Cook became addicted
The 54-year-old mom told People that one of the hardest things a mom has to go through is losing a child. Cook had shoulder surgery, and doctors prescribed him OxyContin. He got addicted after that. When he ran out of medication, he used heroin and started experimenting with drugs.
Cook got into a drug overdose in 2016, so he went on rehab. Insurance paid only for a month. Holbrook said that rehab patients need at least six months to a year to be sober. After Cook came back, he continued with drug use. In 2017, cops arrested him for selling marijuana to an undercover agent. For six months, he stayed in jail due to drugs.
Cook was sober and got a job
After Cook's release, the family moved him to Jacksonville, Florida. He lived near Holbrook's home on Amelia Island. Holbrook said that Cook came out doing great. She also noted that Cook got a full-time job after rehab.
Cook thrived at his job in the restaurant industry at the start of 2020. He had a strong support system. For a year and a half, Cook had been sober until everything shut down, shared Holbrook.
Holbrook's son developed depression
Cook lost his job, income, and stability, and he became isolated. Holbrook said that her son could not overcome his depression. Cook died of an accidental drug overdose on April 21. Holbrook said that she saw him the Friday before he died.

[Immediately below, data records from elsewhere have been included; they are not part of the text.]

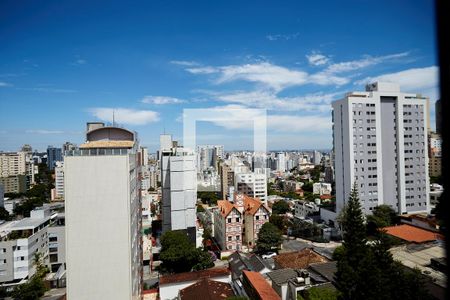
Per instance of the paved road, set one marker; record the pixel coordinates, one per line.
(325, 249)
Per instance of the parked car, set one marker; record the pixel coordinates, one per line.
(269, 255)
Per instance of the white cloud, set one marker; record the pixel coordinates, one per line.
(277, 77)
(318, 102)
(295, 123)
(202, 70)
(411, 80)
(270, 75)
(161, 100)
(184, 63)
(317, 59)
(279, 123)
(44, 131)
(362, 63)
(286, 37)
(125, 115)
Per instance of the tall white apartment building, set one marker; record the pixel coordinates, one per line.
(179, 187)
(12, 163)
(281, 162)
(252, 184)
(103, 216)
(59, 180)
(317, 157)
(380, 143)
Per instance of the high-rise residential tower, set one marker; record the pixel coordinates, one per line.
(438, 109)
(103, 216)
(380, 143)
(53, 155)
(179, 187)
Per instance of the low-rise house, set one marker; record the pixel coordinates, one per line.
(292, 185)
(206, 289)
(19, 241)
(302, 209)
(298, 259)
(322, 188)
(237, 223)
(170, 285)
(228, 226)
(288, 283)
(413, 234)
(257, 288)
(423, 221)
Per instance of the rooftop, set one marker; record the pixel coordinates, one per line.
(225, 207)
(107, 144)
(207, 289)
(419, 256)
(281, 276)
(261, 286)
(413, 234)
(326, 270)
(28, 223)
(192, 276)
(298, 259)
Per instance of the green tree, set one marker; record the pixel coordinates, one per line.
(202, 259)
(317, 293)
(269, 238)
(207, 234)
(279, 222)
(4, 214)
(382, 216)
(355, 256)
(280, 207)
(178, 254)
(367, 270)
(34, 288)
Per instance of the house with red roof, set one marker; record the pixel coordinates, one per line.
(237, 223)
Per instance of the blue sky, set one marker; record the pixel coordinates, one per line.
(63, 64)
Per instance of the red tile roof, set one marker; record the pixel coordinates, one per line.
(192, 276)
(208, 290)
(264, 290)
(251, 205)
(413, 234)
(298, 259)
(225, 207)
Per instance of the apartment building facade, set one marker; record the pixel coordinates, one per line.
(179, 187)
(103, 216)
(435, 154)
(380, 144)
(251, 184)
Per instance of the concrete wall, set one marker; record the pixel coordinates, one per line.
(100, 261)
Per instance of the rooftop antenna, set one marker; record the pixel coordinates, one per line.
(113, 118)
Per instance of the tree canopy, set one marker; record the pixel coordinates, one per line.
(34, 288)
(269, 238)
(178, 254)
(280, 207)
(367, 270)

As a mom, Holbrook could not take not hugging her child before he passed. She was thinking of what she could have done differently to prevent depression and drug overdose from happening. She knows that Cook knows everyone loves him. Her son could just not go on with his life.
Pandemic and isolation caused Holbrook's son's death
Holbrook thinks that the pandemic and having to isolate was the culprit. She is sharing her son's story to tell the people that mental health and drug abuse need more attention. She has neurofibromatosis, and she recognizes how hard it is to treat her condition.
Cook's mom does not understand why people do not give the same attention to depression as they do to other kinds of health issues. She said that depression is a disease just like what she has. It could be deadly if she does not follow up with treatment, and the same goes for drug addiction.
Holbrook said that Alcoholics Anonymous and Narcotics Anonymous should be considered "essential" during the pandemic. For her, it would be better for the patient and the therapist to follow guidelines than doing it virtually. She also wants insurance to up their services to help more people recover.
Holbrook is doing advocacy work with "Kids Have Hope" to help her grieve. She said that Cook got baptized years ago, so she knows that he is with Jesus in heaven. She looks forward to seeing her son again.
Admittedly, she has a hard time getting up every day, but she has to keep living. She urges people with relatives struggling with substance abuse to "fight hard for them."